Technically, you can with ease in the short term by boot strapping a DPOS system with 101 pseudo-random, pre-selected candidates from various countries, then treating their role as a supreme court judge type position where it's difficult to remove them.  The challenge in that scenario is selecting what method for allowing their replacement:  voting with money from coin holders (plutocracy), other delegates (democracy), or thousands of other combinations of variables.

The method BitsharesX used for their system was executed extremely poorly, and I've already come out against their system, so don't even think I'm shilling for that.  Some people will say 101 delegates isn't decentralized, but when only 1-4 mining pools really matter in Bitcoin, it beats the hell out of that decentralization, or lack thereof.

There are many other technicalities to hammer out as well, such as should delegates be allowed to run anonymously, or force it so the original 101 delegate names are handed down over time for people to better keep track of.  Then you have things like TOR/I2P integration and timing attacks and all that.

Yeah, it's true. It is simply too easy for regular people to get scammed by someone. There need to be simpler solutions for people to securely sign their transactions. This needs to be solved before Bitcoin can enter the mass market. I'm curious to see, though how all the wallets in Apple's restricted ecosystem are doing, and whether such a restrictive marketplace suffices in protecting peoples' bitcoins!

Look, that is just externalizing the problem.
I'm all with you on better types and methods of democracy and I feel that the current political system is rotten to the core.
I would also warmly welcome any incentives that foster stronger decentralization of bitcoin mining.

Nevertheless I stand by my argument that from a technical standpoint PoW and even the current hashrate distribution is not as problematic for bitcoin as suggested.

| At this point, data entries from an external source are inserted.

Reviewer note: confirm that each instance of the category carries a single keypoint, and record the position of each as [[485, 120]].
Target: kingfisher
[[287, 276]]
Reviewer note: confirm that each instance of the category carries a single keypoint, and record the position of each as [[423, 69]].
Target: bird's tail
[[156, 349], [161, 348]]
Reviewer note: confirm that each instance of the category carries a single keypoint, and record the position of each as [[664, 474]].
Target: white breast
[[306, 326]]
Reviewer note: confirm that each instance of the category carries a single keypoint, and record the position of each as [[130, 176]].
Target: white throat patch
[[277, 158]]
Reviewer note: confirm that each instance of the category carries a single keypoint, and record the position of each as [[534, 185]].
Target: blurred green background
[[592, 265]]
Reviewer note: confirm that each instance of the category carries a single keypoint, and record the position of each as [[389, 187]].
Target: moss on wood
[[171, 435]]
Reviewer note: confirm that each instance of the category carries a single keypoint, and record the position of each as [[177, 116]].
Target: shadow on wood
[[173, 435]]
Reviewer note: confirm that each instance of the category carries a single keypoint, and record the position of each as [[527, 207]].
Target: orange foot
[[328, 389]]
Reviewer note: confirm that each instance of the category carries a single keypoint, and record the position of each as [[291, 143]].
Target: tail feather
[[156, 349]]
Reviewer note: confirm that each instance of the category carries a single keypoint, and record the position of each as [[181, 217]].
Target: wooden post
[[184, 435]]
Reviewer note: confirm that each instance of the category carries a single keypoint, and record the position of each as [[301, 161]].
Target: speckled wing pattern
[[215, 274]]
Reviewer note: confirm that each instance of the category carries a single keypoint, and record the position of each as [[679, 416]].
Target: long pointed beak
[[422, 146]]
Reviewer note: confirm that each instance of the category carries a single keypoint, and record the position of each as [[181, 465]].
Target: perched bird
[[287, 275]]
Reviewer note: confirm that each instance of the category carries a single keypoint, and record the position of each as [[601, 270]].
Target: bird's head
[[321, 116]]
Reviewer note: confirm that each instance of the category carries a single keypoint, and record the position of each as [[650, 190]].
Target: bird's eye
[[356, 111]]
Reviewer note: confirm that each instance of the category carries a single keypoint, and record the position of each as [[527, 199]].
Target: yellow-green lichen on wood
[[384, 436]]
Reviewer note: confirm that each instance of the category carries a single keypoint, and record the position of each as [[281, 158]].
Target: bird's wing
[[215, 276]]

Like you hinted governments can and probably will try to manipulate cryptocurrencies until they are a shadowy joke of what they were and are intended to be.
But it will happen in the public space and not through a brute force attack on hashing power.
Through lobbying, through enforcing stupid regulations and maybe even through making the software illegal or otherwise manipulating it.

The system I described earlier limits the government's ability to become involved in such a role by removing their obvious entryway into the system, the small number of centralized mining pools.  If you think you can fix that giant, central authority attack vector while still using PoW, then by all means, go for it, but I don't think you can personally.  A system based on DPOS is the only way forward that I see currently.

How do I know DPOS is the future?  Because even the government itself could easily use it.  They could do something like make each member of the UN a DPOS delegate, and suddenly you have a distributed world currency.

You can either wait for this to happen, or create a private, non-government run model before they do.